June 10, 1983: A state radiation analyst will soon start working full time in Columbiana County in case of a disaster at the Shippingport nuclear power plant in Pennsylvania. Kenneth B. Cole, a nuclear program supervisor with the Ohio Disaster Services Agency, says the expert will be in the county as long as the plant is there.
Closing arguments begin in the bribery and tax evasion trial of Mahoning County Sheriff James A. Traficant Jr.
Terry Martin of Warren leaves for San Francisco, where he will begin driving his restored 1903 Packard across country.
June 10, 1968: The Ohio Criminal and Investigation Laboratory at London finds that meat left out in the Poland area that poisoned several dogs was laced with strychnine, a poison that is fatal to humans and animals. A child could be poisoned by handling the meat and then putting his hands to his mouth, the laboratory warned.
The U.S. Supreme Court upholds a New York law that requires public school systems to lend textbooks to children in parochial and other private schools.
An investigation is launched into an accident at Elizabeth, N.J., that killed two spectators and injured five when a northbound express train struck spectators who had just witnessed the southbound funeral train of Robert F. Kennedy pass through the area.
June 10, 1958: TV comedian Danny Thomas is proclaimed a great entertainer, a great Lebanese-American and a great humanitarian by nearly 1,000 people at the first St. Jude Hospital Fund dinner-dance at the Idora Park ballroom.
Youngstown Traction Commissioner James W. Cannon tells City Council that bus fares will be increased, raising cash fares to 25 cents by the fall.

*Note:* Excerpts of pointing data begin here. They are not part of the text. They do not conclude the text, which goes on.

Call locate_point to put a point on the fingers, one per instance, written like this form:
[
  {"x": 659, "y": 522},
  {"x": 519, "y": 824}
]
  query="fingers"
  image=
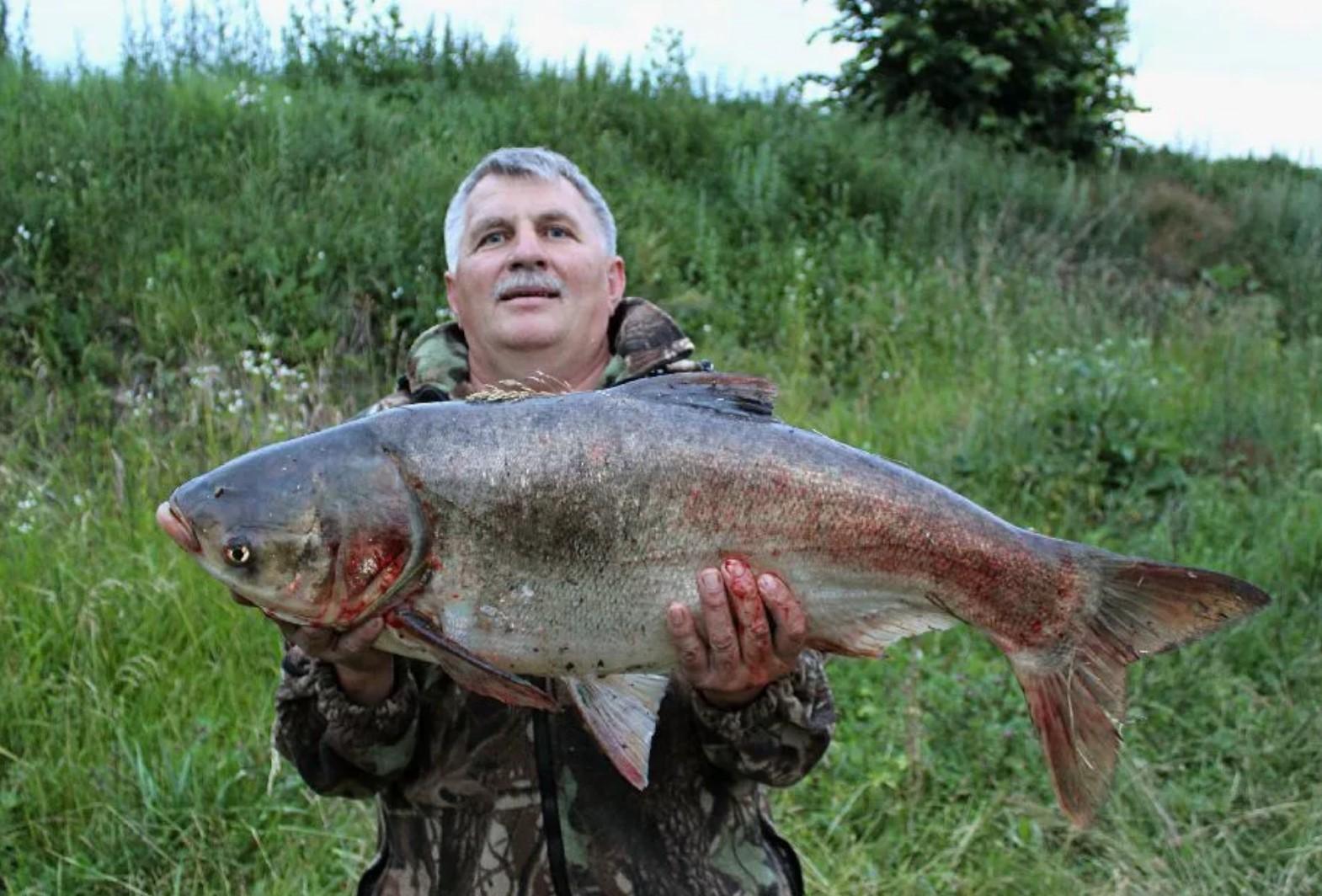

The estate of Mrs. Elizabeth A. Fellow, whose will provides perpetual rose gardens in Mill Creek Park, is appraised at $550,204.
June 10, 1933: Ohio joins the rank of states seeking to stamp out sweatshops by passing a minimum wage for women and children.
Attempts to arrange a meeting of merchants and labor leaders to consider a minimum wage for Youngstown store workers are being made by Jack Rapaport, manager of the Kline Department Store.
Acting as his own lawyer, George L. Oles, market house proprietor and former Youngstown mayor, prevails in a lawsuit brought by Mrs. Alvira Deitsch, who sought $5,000 in damages for injuries suffered when she slipped on a piece of lettuce in Oles’ store.